# Erasing ill features of arterial endothelial cells in hereditary hemorrhagic telangiectasia

> **NIH NIH R01** · UNIVERSITY OF CALIFORNIA LOS ANGELES · 2022 · $390,000

## Abstract

PROJECT SUMMARY
Therapeutic advances in vascular disease may have far-reaching public benefits. Arteriovenous malformations
(AVMs) are the common feature of hereditary hemorrhagic telangiectasia (HHT) and cause the high risk of life-
threatening complications. Advanced studies have shown that loss function of mutations in activin receptor-like
kinase 1 (ALK1) are linked to HHT type 2 (HHT2) and ALK1 gene deletion in mice causes AVMs. Previous
studies also reveal that ALK1 is predominantly expressed in arterial endothelial cells (ECs). However, it is
unknown if ALK1 deficiency allows arterial ECs to acquire ill characteristics resulting in AVMs. In present
proposal, we have obtained preliminary data to suggest that the emerging lymphatic endothelial characteristics
in arterial ECs through the induction of mouse double minute 2 (MDM2) is previously unknown mechanism of
AVMs in endothelial ALK1 deficiency, and we show that the approaches of erasing these undesired
characteristics reduce AVMs. Therefore, we hypothesize that ALK1 deficiency elevates MDM2 to cause AVMs
through the induction of lymphatic endothelial characteristics in arterial ECs, and MDM2 inhibition abolishes
these characteristics to reduce AVMs. In specific Aim 1, we will elucidate the mechanism underlying arterial
MDM2 induction as a causative factor of AVMs in endothelial ALK1 deficiency. In specific Aim 2, we will
determine the contribution of arterial MDM2 induction to human HHT2. In specific Aim 3, we will determine if
limiting MDM2 reduces AVMs in endothelial ALK1-deficient mice. There is no primary medical treatment to
prevent or reduce the AVMs of HHT2 patients.
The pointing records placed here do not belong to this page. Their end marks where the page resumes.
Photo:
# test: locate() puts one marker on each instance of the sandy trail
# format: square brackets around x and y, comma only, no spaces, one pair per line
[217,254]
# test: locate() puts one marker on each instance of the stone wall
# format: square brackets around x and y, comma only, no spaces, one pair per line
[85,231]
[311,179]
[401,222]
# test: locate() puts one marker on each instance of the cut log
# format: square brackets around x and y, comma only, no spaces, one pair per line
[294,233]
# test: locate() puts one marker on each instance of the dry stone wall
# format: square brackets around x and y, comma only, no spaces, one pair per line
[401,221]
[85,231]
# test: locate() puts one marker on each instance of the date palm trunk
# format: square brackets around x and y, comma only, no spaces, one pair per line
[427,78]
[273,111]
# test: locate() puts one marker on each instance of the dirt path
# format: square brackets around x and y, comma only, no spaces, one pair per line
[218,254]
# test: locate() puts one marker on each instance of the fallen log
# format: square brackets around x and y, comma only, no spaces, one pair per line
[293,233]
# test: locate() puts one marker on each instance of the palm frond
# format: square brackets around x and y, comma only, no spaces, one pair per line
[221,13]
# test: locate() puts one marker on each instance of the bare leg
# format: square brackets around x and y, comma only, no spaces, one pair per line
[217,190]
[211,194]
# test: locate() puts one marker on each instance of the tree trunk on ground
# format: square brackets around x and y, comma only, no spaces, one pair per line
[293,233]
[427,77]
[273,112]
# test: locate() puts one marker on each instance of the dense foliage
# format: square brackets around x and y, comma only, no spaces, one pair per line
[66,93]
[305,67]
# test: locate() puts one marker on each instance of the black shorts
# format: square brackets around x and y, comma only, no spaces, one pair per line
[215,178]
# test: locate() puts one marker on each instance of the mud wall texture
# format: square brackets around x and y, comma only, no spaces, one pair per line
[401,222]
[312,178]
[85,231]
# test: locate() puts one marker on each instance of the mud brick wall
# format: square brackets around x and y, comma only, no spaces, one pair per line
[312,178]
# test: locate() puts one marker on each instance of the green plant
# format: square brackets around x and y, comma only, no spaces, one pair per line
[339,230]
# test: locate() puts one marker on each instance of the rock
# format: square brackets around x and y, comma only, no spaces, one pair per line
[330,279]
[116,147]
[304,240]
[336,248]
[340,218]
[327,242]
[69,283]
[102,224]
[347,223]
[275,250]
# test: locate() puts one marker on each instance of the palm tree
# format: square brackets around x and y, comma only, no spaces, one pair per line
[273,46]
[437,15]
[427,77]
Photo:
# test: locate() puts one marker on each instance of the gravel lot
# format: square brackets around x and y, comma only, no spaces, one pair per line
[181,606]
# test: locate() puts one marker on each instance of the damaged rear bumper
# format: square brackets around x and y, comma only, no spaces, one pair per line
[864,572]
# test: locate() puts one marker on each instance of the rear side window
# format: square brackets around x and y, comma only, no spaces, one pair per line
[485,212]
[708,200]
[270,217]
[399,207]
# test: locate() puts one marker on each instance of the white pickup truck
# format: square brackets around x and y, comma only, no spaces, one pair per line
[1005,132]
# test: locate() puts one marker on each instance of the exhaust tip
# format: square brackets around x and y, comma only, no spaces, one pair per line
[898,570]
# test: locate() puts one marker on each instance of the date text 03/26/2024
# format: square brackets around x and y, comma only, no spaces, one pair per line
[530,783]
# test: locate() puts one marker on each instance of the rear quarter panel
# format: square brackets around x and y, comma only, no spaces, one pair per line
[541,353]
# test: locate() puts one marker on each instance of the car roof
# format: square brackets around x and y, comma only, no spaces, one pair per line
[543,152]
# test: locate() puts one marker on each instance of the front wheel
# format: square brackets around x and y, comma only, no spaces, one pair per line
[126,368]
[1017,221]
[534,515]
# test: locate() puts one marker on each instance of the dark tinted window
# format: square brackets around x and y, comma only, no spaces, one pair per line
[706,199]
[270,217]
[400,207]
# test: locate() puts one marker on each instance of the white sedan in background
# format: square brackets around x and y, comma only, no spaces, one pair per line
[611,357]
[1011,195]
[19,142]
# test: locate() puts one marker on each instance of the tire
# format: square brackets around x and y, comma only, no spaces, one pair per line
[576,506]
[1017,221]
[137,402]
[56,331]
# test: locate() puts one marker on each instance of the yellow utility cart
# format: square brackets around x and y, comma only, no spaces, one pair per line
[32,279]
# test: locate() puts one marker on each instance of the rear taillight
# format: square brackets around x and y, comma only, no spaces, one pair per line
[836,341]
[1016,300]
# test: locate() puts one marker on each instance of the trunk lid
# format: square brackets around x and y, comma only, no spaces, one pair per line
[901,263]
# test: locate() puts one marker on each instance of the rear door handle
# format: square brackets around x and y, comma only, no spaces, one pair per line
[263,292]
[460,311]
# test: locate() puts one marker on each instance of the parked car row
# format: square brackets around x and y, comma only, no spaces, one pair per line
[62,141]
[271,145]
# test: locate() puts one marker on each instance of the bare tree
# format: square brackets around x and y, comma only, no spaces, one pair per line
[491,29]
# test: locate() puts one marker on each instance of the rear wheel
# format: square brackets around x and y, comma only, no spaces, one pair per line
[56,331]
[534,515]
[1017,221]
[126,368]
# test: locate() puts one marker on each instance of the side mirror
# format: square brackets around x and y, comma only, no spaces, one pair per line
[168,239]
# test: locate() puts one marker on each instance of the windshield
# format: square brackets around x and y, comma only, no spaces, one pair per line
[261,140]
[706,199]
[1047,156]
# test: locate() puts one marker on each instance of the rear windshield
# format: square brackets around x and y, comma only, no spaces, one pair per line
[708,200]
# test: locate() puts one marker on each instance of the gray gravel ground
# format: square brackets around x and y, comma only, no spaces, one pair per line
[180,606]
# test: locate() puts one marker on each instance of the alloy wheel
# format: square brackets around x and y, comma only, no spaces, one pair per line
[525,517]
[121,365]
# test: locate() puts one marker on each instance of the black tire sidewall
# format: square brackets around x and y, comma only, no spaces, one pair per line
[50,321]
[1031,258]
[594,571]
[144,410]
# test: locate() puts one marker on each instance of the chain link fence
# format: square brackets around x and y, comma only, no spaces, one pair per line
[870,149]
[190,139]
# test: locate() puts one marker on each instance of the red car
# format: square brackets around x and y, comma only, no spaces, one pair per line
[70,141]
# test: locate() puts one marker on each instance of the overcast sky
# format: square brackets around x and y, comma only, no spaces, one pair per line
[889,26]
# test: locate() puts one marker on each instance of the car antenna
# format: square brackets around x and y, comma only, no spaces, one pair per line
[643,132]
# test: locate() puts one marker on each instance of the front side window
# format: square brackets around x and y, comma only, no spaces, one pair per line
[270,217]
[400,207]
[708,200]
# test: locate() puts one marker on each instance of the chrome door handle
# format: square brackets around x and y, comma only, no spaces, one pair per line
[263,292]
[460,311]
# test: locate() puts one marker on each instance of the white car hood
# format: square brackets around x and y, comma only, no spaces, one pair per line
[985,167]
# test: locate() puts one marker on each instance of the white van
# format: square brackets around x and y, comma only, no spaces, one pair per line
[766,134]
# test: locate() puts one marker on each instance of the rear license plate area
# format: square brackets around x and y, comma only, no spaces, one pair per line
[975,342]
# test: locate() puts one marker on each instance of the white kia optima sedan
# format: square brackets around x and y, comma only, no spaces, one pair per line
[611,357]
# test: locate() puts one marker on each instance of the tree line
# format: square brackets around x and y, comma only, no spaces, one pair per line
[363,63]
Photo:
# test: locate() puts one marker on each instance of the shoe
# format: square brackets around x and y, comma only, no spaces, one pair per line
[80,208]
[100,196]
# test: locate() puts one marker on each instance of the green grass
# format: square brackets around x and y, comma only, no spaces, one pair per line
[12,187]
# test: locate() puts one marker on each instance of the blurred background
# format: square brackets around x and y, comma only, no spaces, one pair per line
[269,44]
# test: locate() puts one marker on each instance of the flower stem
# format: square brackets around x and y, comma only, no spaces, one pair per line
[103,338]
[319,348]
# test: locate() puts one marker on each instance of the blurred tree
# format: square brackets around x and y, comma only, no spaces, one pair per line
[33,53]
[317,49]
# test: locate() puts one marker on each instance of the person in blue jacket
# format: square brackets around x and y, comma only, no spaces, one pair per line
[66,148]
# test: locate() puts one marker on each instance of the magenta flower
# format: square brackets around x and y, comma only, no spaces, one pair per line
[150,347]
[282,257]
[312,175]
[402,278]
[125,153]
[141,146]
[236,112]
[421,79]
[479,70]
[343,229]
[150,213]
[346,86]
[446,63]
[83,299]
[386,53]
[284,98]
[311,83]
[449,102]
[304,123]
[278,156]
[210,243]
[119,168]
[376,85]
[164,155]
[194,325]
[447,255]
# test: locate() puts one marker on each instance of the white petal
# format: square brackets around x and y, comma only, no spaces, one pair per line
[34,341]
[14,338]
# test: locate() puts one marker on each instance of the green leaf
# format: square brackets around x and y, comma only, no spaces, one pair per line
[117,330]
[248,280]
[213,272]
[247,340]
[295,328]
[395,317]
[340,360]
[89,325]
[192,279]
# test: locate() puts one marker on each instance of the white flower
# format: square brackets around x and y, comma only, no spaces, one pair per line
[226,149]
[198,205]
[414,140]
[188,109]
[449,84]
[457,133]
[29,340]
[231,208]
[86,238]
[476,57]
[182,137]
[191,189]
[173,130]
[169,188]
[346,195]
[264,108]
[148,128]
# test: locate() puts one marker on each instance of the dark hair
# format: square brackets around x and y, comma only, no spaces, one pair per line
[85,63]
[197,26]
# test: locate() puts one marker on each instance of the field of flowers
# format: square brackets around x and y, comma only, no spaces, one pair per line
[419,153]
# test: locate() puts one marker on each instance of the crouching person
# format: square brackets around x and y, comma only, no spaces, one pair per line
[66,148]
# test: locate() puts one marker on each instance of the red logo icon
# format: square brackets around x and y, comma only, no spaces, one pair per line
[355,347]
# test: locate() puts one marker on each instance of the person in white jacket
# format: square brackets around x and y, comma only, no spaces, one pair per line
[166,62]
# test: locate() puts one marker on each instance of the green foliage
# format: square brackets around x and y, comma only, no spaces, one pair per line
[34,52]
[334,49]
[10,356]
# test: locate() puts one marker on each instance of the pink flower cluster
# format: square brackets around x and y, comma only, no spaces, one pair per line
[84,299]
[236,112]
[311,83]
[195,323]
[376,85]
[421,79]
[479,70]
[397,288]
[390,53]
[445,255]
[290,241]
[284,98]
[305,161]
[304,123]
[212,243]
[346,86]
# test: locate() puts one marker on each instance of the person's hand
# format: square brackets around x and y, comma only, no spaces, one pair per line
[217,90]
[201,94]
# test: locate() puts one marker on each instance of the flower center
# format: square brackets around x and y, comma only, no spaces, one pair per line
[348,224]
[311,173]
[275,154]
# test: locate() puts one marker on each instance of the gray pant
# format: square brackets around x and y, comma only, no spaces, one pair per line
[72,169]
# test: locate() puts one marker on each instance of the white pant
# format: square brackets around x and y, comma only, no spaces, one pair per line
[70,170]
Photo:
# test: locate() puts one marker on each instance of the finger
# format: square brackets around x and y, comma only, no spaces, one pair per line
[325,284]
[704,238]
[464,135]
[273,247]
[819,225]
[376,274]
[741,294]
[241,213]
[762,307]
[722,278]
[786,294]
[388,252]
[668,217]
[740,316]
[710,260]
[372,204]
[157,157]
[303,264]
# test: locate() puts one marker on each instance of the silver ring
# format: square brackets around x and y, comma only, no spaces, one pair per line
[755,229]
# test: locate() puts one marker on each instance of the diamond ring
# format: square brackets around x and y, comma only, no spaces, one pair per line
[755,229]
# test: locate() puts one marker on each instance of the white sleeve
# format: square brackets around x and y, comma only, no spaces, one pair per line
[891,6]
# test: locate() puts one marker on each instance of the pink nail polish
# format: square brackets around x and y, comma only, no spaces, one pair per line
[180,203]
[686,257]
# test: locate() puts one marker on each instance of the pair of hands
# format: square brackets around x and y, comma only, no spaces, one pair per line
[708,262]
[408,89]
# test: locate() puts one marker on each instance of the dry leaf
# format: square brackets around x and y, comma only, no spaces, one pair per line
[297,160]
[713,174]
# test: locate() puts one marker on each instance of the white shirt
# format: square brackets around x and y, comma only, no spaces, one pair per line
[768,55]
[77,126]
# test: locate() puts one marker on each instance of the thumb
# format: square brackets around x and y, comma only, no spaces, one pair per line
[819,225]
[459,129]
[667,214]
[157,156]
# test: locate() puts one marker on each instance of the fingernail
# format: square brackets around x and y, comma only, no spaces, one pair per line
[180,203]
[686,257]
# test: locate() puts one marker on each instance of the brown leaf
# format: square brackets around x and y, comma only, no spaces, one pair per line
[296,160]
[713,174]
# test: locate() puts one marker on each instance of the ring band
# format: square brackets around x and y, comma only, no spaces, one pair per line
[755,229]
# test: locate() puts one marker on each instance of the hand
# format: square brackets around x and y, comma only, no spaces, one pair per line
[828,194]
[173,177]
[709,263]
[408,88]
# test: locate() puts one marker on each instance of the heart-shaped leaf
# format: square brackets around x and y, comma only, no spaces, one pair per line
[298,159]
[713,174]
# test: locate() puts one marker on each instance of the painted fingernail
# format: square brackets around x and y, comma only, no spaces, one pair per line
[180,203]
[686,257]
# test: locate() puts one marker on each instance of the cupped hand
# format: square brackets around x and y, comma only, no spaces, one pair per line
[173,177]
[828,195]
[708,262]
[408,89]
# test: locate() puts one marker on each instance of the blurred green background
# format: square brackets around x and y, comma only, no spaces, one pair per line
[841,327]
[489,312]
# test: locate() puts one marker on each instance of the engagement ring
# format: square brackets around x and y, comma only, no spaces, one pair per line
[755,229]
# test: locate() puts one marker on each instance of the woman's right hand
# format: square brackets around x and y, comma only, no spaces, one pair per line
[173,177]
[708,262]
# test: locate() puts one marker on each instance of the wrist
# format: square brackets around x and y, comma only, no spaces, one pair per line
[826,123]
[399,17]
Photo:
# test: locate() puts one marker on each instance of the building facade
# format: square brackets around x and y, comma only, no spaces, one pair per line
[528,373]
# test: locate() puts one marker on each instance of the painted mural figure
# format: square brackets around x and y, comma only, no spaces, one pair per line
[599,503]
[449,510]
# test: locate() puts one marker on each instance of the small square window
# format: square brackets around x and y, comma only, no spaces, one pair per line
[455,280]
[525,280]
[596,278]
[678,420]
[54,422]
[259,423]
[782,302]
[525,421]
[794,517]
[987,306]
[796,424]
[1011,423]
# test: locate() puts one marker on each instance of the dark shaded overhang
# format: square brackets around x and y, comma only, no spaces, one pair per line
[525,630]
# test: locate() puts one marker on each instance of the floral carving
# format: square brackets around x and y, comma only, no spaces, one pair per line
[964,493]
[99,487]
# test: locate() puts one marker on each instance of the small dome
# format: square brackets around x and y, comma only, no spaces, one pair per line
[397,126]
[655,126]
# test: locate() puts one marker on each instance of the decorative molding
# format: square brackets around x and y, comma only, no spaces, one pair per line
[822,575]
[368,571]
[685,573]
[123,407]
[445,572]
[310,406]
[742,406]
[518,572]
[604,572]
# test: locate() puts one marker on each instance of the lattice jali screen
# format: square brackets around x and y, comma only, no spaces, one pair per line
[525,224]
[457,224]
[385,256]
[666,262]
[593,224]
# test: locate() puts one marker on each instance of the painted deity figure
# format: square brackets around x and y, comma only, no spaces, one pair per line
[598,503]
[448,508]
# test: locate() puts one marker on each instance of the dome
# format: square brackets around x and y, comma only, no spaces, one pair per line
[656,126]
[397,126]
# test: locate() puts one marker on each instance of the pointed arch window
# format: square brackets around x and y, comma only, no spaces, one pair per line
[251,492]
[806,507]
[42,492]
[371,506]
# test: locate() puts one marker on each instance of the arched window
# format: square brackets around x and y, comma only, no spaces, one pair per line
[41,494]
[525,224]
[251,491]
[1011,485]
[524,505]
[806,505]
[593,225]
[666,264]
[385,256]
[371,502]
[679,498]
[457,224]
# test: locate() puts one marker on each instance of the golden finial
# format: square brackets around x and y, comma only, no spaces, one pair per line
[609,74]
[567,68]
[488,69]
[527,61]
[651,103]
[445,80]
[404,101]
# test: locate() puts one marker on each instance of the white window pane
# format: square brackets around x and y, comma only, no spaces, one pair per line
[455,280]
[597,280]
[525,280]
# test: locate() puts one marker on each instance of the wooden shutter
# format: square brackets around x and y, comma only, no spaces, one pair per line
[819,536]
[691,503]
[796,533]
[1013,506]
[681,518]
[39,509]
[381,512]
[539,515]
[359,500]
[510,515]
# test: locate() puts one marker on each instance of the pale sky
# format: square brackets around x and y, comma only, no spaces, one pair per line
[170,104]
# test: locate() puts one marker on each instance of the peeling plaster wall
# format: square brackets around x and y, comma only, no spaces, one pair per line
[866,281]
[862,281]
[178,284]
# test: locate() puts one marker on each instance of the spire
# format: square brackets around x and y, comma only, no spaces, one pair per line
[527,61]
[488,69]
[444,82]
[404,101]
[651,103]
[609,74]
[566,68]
In this proposal, we discover a novel mechanism that reveals the
unwanted characteristics emerging in arterial ECs driven by ALK1 deficiency, and arterial ECs with these
characteristics cause AVMs. We identify a compound and propose a novel treatment paradigm aiming to
ameliorate AVMs by erasing these ill characteristics from arterial ECs. If succussed, our proposed studies would
reveal the mechanistic underpinnings of alterations in arterial ECs of HHT2 and provide insight into new
opportunities for therapeutic interventions.

## Key facts

- **NIH application ID:** 10413737
- **Project number:** 1R01HL162643-01
- **Recipient organization:** UNIVERSITY OF CALIFORNIA LOS ANGELES
- **Principal Investigator:** Yucheng Yao
- **Activity code:** R01 (R01, R21, SBIR, etc.)
- **Funding institute:** NIH
- **Fiscal year:** 2022
- **Award amount:** $390,000
- **Award type:** 1
- **Project period:** 2022-04-01 → 2026-03-31

## Primary source

NIH RePORTER: https://reporter.nih.gov/project-details/10413737

## Citation

> US National Institutes of Health, RePORTER application 10413737, Erasing ill features of arterial endothelial cells in hereditary hemorrhagic telangiectasia (1R01HL162643-01). Retrieved via AI Analytics 2026-05-24 from https://api.ai-analytics.org/grant/nih/10413737. Licensed CC0.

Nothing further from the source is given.